L’Allemagne, l’Italie, l’Espagne, les PECOs [pays d'Europe centrale et orientale] ont su faire un très bon usage de la construction européenne telle qu’elle s’est faite pour refaire l’une son unité, les autres leur retard. Mais la France, elle, s’est dépouillée des capacités de son « Etat-stratège » : plus de souveraineté monétaire, ni maintenant budgétaire, plus de politique industrielle, plus de diplomatie. Le récit national a été déconstruit et l’Etat défait. En tous domaines, l’Europe telle qu’elle s’est faite, se résume à « des marchandages sans fin ».

La géopolitique européenne ne favorise plus la France. Elle la met à la remorque. Plus grave, le lien entre la dévalorisation systématique de la France et le choix européiste qui a été fait il y a au moins trois décennies (l’Europe se substituant à la France) mériterait d’être davantage mis en valeur. Il est au ressort du décrochage de la France. Entends-moi bien : je ne remets pas en cause l’idée européenne (celle du resserrement de la solidarité entre les nations européennes, y compris l’Ukraine et la Russie) mais il est temps de poser clairement le problème, de savoir comment nous pouvons concilier la prépondérance économique allemande – qui est un fait – avec la diversité culturelle et l’hétérogénéité économique des autres nations européennes. Cela passe – je le crois – par une reconfiguration stratégique, géographique et institutionnelle du projet européen dans une perspective qui ne soit pas étroitement « occidentaliste », mais mondiale.

Venons-en aux remèdes. C’est la seule chose qui compte. Tu évoques une coalition de la gauche et de la droite pour une durée de quelques années. C’est infaisable dans le système actuel. Il faut un puissant électrochoc et un rassemblement de salut public. Pour faire quoi ? Je suis d’accord avec la plupart de tes propositions : réhabiliter le travail – et d’abord l’Ecole, rompre avec la démagogie technophobe des Verts, définir et appliquer une politique républicaine en matière d’immigration, de justice et de sécurité, refonder la légitimité démocratique, accepter, bien sûr, l’économie de marché et la rénovation de l’Etat-providence que seul le retour à la croissance pourra permettre et qu’il faut donc concevoir simultanément.

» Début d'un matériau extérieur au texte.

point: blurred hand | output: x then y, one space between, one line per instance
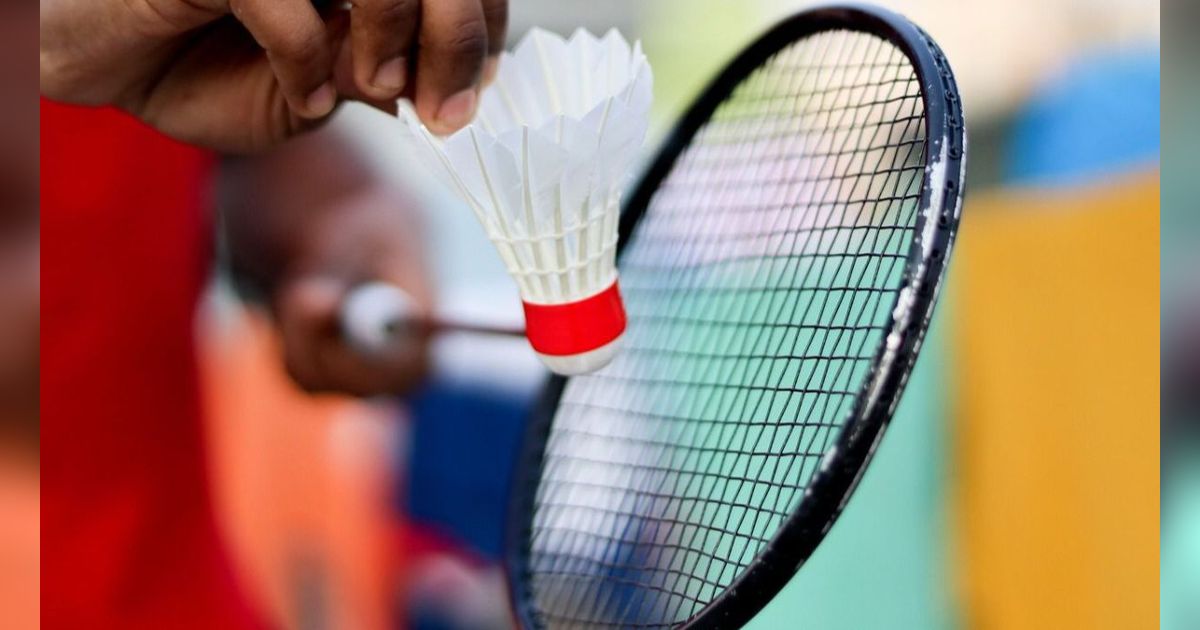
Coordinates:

Tout cela ne sera possible que par un retour à l’Etat que tu évoques, c’est-à-dire aux valeurs collectives de patriotisme et de civisme qui sont à l’opposé de l’hyper individualisme libéral ambiant. Pour parler clair, par un renouveau de la France dont l’Histoire a fourni quelques exemples mais que le jour crépusculaire qui baigne aujourd’hui la conscience de la nation française ne laisse guère apercevoir.

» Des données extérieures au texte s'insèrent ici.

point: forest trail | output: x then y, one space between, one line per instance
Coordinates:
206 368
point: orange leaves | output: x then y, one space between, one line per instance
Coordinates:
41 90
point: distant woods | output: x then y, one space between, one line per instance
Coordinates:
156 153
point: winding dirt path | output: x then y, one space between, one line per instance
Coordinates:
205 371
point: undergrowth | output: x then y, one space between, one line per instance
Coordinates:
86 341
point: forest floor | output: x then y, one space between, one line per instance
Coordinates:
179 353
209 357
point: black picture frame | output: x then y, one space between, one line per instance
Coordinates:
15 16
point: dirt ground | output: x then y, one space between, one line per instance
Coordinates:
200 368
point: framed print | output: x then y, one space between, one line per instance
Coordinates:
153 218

Est-il possible qu’un tel projet de salut public puisse être porté à l’encontre de nos « élites mondialisées » (expression que j’emprunte au sociologue polonais Zygmunt Bauman) et trouver le concours du peuple ? Impossible, sans un énorme choc extérieur !

Peut-être pouvons-nous le préparer. D’abord par un travail de conscientisation de nos élites et de l’opinion publique auquel ton livre, salubre, participe. Le nœud gordien, c’est la désespérance française. C’est avec cela qu’il faut trancher. En montrant que la résurrection de la France n’est pas incompatible avec l’idée d’une Europe raisonnable, tu peux y aider puissamment, parce que tu es, justement, un homme politique raisonnable et apprécié comme tel.


Rédigé par Jean Pierre Chevenement le Lundi 24 Mars 2014 à 19:35 | Lu 5317 fois



1.Posté par Carl GOMES le 27/03/2014 21:00
Je pense que les hommes politiques commencent à comprendre que la coupe est pleine, surtout les socialistes qui ont trompé les électeurs depuis 30 ans, depuis Mitterrand.